When you entered, or, more properly speaking, descended into it, there was more room than might have been expected; and it contained sundry articles of furniture, such as a handsome press and sideboard, which no one would have dreamt of finding under such a roof. In one corner there stood an old spinning-wheel covered with dust, and with a smoke-blackened tuft of wool still hanging from its reel; from which, and from other small indications, it might be surmised that there had once been a woman in the house, and that tuft of wool had probably been her last spin.

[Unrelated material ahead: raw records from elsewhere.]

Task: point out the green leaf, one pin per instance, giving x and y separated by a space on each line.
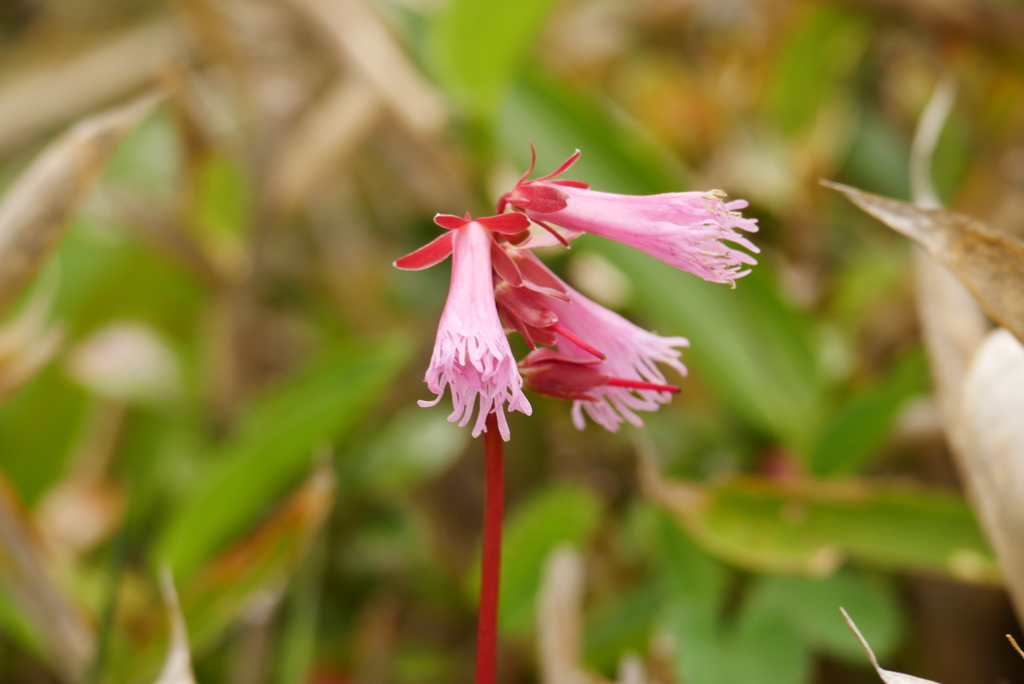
815 60
763 645
274 447
247 571
769 650
747 344
478 46
860 427
813 606
808 527
551 518
222 201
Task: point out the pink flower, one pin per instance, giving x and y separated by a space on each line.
471 354
609 389
684 229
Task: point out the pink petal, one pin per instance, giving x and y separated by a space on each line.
504 265
431 253
451 222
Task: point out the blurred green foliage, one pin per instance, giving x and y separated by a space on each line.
299 350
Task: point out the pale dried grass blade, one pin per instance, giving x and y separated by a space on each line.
953 325
367 44
559 621
36 99
68 636
888 676
28 343
988 262
993 449
930 126
177 665
631 670
45 198
324 138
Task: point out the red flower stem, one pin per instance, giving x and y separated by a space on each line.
637 384
494 503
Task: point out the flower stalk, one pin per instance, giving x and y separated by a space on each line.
494 504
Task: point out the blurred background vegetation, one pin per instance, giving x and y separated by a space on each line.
216 367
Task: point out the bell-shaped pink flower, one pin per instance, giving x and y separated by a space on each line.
471 354
633 381
687 230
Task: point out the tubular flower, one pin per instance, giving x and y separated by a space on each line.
471 354
687 230
629 357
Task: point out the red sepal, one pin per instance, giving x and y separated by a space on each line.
541 198
506 224
451 222
431 253
504 265
524 305
538 279
549 373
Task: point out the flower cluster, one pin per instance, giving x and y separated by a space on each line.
581 351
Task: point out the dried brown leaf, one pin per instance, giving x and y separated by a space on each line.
42 94
68 636
992 445
888 676
45 198
324 138
988 262
366 43
29 342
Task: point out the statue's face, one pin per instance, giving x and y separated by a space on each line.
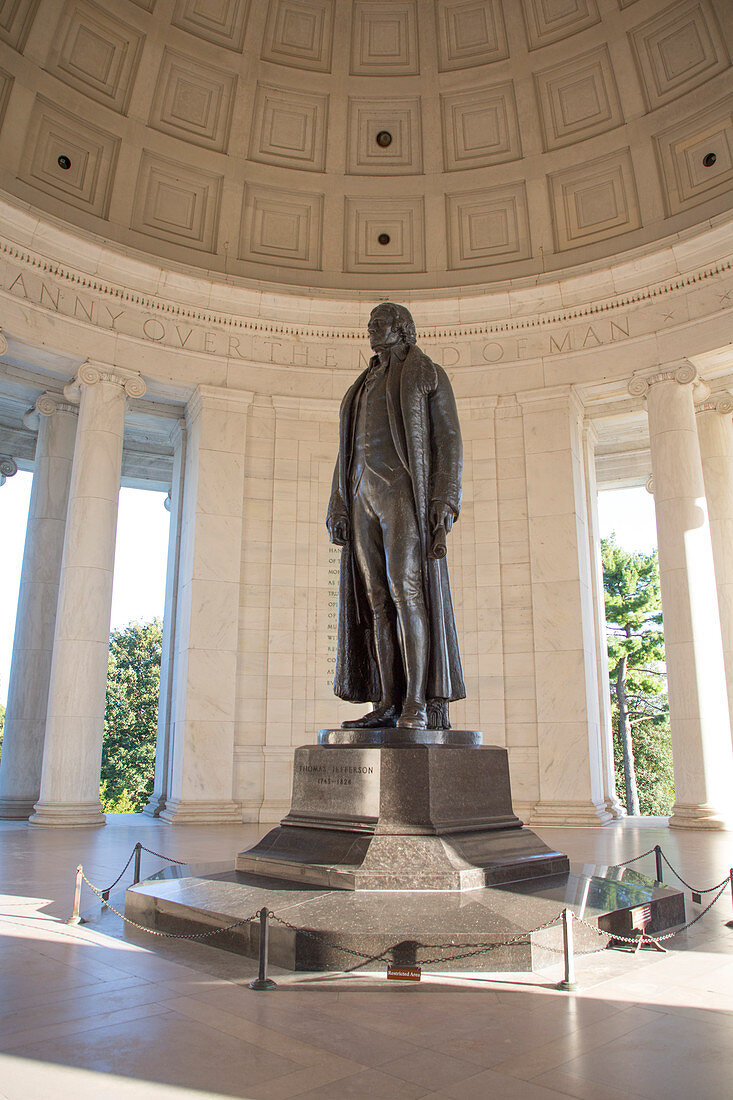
382 330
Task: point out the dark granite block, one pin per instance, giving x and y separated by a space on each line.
405 816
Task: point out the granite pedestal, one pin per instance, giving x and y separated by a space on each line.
401 810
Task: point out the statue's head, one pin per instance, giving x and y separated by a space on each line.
398 318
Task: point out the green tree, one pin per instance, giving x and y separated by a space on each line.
133 679
638 701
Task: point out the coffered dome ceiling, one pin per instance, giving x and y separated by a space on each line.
370 144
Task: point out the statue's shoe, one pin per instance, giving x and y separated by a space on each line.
381 717
413 716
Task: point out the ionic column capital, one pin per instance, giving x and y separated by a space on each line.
90 373
682 372
8 468
47 404
717 403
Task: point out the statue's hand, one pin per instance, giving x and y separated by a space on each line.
338 529
440 515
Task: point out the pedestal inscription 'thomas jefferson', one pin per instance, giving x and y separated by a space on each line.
396 493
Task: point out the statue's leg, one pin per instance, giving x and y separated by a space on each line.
405 579
369 554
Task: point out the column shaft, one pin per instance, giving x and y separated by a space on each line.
598 592
568 719
715 436
72 761
208 607
698 702
162 784
25 716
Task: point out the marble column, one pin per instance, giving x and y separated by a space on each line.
72 757
25 716
208 609
8 469
174 505
571 784
714 419
611 795
698 700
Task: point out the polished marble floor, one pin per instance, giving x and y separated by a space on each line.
102 1011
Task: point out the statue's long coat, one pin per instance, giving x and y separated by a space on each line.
424 424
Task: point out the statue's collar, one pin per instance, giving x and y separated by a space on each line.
398 353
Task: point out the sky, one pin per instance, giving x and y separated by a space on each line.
142 539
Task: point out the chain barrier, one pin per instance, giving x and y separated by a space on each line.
692 889
168 859
110 888
625 862
170 935
459 950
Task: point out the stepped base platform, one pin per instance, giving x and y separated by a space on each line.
326 925
401 810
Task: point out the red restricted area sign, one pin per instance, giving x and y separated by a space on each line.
404 972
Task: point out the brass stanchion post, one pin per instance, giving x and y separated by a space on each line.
262 981
657 856
75 919
568 982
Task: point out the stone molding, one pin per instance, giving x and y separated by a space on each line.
90 373
291 407
528 316
684 372
214 396
8 468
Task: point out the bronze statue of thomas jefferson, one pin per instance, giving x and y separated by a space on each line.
396 493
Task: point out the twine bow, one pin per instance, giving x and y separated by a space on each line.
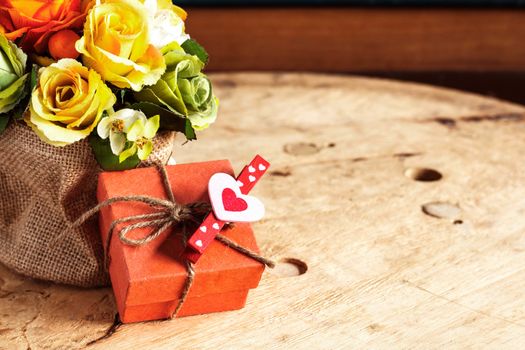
168 213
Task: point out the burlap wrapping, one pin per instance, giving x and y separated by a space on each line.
42 189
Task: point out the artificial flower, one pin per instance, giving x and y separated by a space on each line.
141 135
166 22
117 125
32 22
12 75
116 43
183 89
68 102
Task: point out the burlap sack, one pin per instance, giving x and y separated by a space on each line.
42 188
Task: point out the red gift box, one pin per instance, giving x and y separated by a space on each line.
148 280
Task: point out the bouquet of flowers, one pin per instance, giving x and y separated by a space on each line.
85 86
115 71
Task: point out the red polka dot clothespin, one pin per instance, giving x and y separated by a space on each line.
231 203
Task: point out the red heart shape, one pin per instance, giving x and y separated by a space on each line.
231 202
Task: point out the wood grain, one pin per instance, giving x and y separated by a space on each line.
341 207
349 39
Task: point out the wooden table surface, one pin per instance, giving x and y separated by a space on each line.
391 261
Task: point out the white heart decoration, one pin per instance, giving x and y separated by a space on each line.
229 204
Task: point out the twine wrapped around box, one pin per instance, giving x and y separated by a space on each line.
42 189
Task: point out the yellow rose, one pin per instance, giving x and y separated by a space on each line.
116 43
68 102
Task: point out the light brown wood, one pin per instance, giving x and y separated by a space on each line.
343 204
349 39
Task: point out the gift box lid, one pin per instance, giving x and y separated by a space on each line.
155 272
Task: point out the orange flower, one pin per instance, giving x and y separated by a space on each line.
32 22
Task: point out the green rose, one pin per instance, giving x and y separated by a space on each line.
12 77
183 89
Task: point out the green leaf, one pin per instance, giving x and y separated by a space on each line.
189 131
4 120
106 159
168 119
194 48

There sat now on the bench by the hearth a lonely old man, of a flint-hard and somewhat gloomy countenance, with a mass of white hair falling over his ears and neck, who was generally occupied with some cobbling work, and who from time to time, as he drew out the thread, would make some remark aloud, as if he thought he still had the partner of his life for audience. The look askance over his brass spectacles with which he greeted any casual stranger who might come into the house had very little welcome in it, and an expression about his sunken mouth and sharp chin said plainly enough that the other might state his business at once and be gone. He sought no company; and the only time he had ever been seen at church was when he came rowing over to Tromö with his wife’s body in her coffin. When the pastor sprinkled earth upon it, it was observed that the tears streamed down his cheeks, and it was long after dark before he quitted the churchyard to return. He had become a proverb for obstinacy for miles beyond his own residence; and people who dealt with him for fish in the harbour, if they once began to bargain, were as likely as not to see him without a word just quietly row away.